T: Nach dem schlechten Wahlergebnis der Union auch über Frau Merkel?
B: Nein, sondern mit Frau Merkel. Sie hat den Auftrag an die stärkste Fraktion auszufüllen, nämlich nach einer Regierungsmehrheit zu suchen. Das ist ihre Aufgabe. Und ich kann nur allen abraten, jetzt als Besserwisser mit Personaldebatten zu beginnen. Klar ist, dass wir unser Wahlziel nicht erreicht haben. Aber das darf nicht zu öffentlichen Schaukämpfen führen. Die Partei hat 600000 Mitglieder, da kann nicht Frau Merkel allein alles falsch gemacht haben.
T: Was hat die Union im Ganzen falsch gemacht?
B: Wir sind den Menschen etwas schuldig geblieben - nämlich sie davon zu überzeugen, dass die Reformen, die wir vorschlagen, zwingend notwendig sind. Wir haben nicht klar machen können, dass diese Reformen greifen werden, um damit den Menschen Mut zu machen. Aber es ist immer schwierig, eine Mehrheit für ein Reformprogramm zu bekommen, das den Einzelnen auch fordert. Und klar ist: Die Ankündigung einer Mehrwertsteuererhöhung hat uns nicht nur Freunde gebracht.

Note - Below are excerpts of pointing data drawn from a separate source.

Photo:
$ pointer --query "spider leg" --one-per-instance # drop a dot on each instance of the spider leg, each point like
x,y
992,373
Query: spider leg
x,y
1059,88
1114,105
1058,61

T: Hat Kirchhof und die Debatte, die er ausgelöst hat, der Union die Sache verdorben?
B: Paul Kirchhof ist von der gegnerischen Seite in unzulässiger Weise instrumentalisiert worden. Das Problem war aber auch, dass nicht mehr über das Steuerprogramm der CDU geredet worden ist, sondern über das Modell, das Kirchhof vor Jahren in einem Buch vorgeschlagen hat.

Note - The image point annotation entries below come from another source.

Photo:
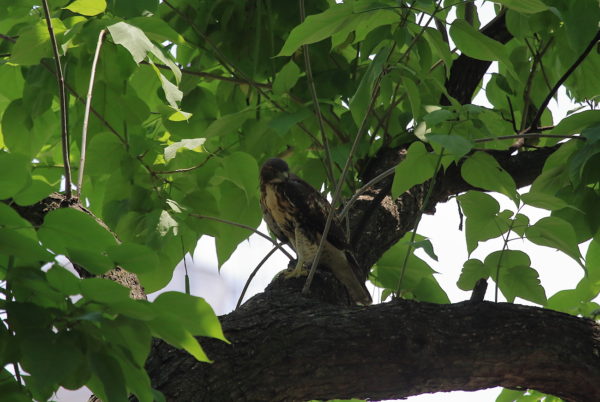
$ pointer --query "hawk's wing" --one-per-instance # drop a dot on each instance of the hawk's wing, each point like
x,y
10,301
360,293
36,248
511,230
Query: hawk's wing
x,y
313,209
272,223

T: Hätte die Kanzlerkandidatin hier nicht mehr Deutlichkeit zeigen müssen?
B: Ob man das allein an Frau Merkel festmachen kann, bleibt abzuwarten. Wir hätten hier alle deutlicher seiun müssen.
T: Welche Koalition würden Sie vorziehen?

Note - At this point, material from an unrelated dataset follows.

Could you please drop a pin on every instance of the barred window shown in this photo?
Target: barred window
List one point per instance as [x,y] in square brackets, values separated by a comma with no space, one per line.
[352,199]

B: Ich habe heute keine Präferenz. Wir müssen sehen, was die Sondierungen ergeben.
T: Der Kanzler hat gesagt, dass eine große Koalition mit Merkel als Kanzlerin mit der SPD nicht zu machen sei, sondern nur mit ihm.
B: Da bin ich doch sehr erstaunt. Wenn die ganze SPD so argumentieren sollte, dann dürften die Gespräche in der Tat sehr schwierig werden. Ich weiß nicht, woher der noch amtierende Kanzler die Sicherheit nimmt, das so hinzubekommen. Die Form und die Endgültigkeit seiner Aussagen sind durch Tatsachen nicht gerechtfertigt, sondern sie sind völlig überzogen.
T: Also eher Schwarz-Gelb-Grün?
B: Da muss ich ehrlicherweise sagen, dass es mir jedenfalls im Moment etwas schwer fällt, daran glauben zu können. Aber wir müssen auch hier sehen, was Gespräche bringen. Wie auch immer: Grundsätzlich gilt, dass das Beharren auf Standpunkten nicht weiterführt, dass Unnachgiebigkeit nichts bringt. Die Bürger haben ein Recht darauf, eine stabile Regierung zu bekommen. Wenn es nicht gelingt, wäre das ein Versagen der Demokratie und schädlich für Deutschland.